Investors offer money to a business in the form of a short-term loan. The investor and the recipient can agree that instead of paying back the loan in cash, it can be paid back in equity/stakes in the business. There is value in this form of an agreement if the investor believes that the value of the company's shares will increase, so they eventually end up with more excellent value than the original debt.
Investors may be offering funds but also time and resources to a company. In return, the company provides them with shares, but only after the conditions of the agreement have been met (e.g. the time and resources have been provided). If the investor fails to provide this support, they cannot receive the stocks.
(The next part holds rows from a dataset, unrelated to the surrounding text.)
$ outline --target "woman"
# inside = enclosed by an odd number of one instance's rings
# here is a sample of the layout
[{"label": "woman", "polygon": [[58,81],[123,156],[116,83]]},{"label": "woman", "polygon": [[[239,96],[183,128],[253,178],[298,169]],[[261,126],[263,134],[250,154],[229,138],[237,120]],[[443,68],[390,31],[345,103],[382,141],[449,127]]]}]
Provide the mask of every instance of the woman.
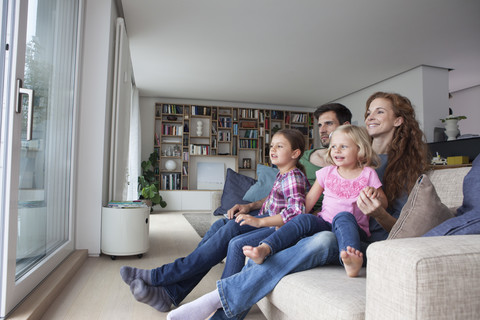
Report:
[{"label": "woman", "polygon": [[[389,207],[379,200],[361,197],[357,204],[370,219],[370,233],[362,248],[384,240],[395,224],[417,177],[427,169],[427,145],[406,97],[377,92],[366,103],[365,124],[373,138],[372,147],[382,165],[377,169]],[[193,301],[194,308],[219,309],[211,319],[243,319],[249,308],[267,295],[289,273],[326,264],[338,264],[339,250],[330,231],[319,232],[271,256],[263,264],[249,261],[243,270],[217,281],[217,290]],[[205,300],[202,300],[204,299]],[[186,304],[181,308],[188,308]]]}]

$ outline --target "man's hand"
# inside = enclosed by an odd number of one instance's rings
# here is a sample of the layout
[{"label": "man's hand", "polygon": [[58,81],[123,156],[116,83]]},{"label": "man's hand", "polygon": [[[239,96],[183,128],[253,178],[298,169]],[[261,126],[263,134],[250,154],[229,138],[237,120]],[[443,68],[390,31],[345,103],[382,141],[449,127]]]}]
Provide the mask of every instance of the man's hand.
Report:
[{"label": "man's hand", "polygon": [[239,214],[247,214],[250,212],[250,206],[248,204],[236,204],[227,211],[228,219],[233,219]]}]

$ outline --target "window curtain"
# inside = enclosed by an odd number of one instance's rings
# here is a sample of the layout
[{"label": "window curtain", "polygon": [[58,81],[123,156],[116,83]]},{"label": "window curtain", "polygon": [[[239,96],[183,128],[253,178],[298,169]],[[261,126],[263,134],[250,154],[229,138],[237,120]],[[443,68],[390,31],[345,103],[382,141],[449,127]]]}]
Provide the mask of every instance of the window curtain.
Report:
[{"label": "window curtain", "polygon": [[138,176],[141,174],[141,123],[138,89],[132,86],[132,110],[130,113],[130,148],[128,152],[128,200],[138,199]]}]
This can be offered to employees as a reason to remain within the company - e.g. if they are employed for more than a certain period, they may be eligible to gain access to these restricted stocks, which become unrestricted at the expiration of that timeframe.
This is most commonly used between an employer and employees. A percentage of the employee's income is withheld until later for a range of benefits (usually lower tax). Examples of this include a pension, bonus, or stock options for employees. This is slightly different from the other investor agreements as the employee will not always receive ownership rights. This is also somewhat different from restricted stock as this does not occur after a certain threshold. The percentage of the income is withheld from the beginning of employment, increasing to more significant amounts the longer the employee remains with the company.
What does an investors agreement template contain?
The content of any investors agreement is tailored to the specific investment and will differ depending on what type of investor agreement is taking place. They may also differ depending on the industry the business is in. However, some basic details should be part of any standard investment contract template:
but should always contain the following basic details:
- Date of the agreement
- Name and address of the investor/investing company
- Name and address of the company that is being invested in
- Signatures from all parties
- Details of the investment
- These details will differ slightly depending on the type of agreement entered into. However, for most agreements, this should include the financial amount being invested (as well as any other conditions of the investment such as labor) and the number of shares received in compensation.
- Date the investment will be transferred
- It should also be specified whether or not the investment is a lump payment or if there are recurring payments
- Minimum investment period/Return on investment (ROI) period
- Non-competition clause
Although this is not mandatory (and often not required), some businesses request that their investor not invest in their competition for the duration of their investment relationship.
Seeking help to write an investors agreement
Any form of contract should be treated with importance, and investor agreements are no different. Generic templates from the internet serve as an excellent starting point but should not be used without editing. It is strongly recommended that businesses and investors also seek the support of a lawyer to review the contract to ensure it works for both parties. Several organizations specialize in this form of contract law, providing informed support for everyone involved. Templates allow you to include all necessary points, but a lawyer will ensure that it has been correctly tailored to meet your specific situation. This can also help prevent costly litigation in the future, if it was not completed correctly.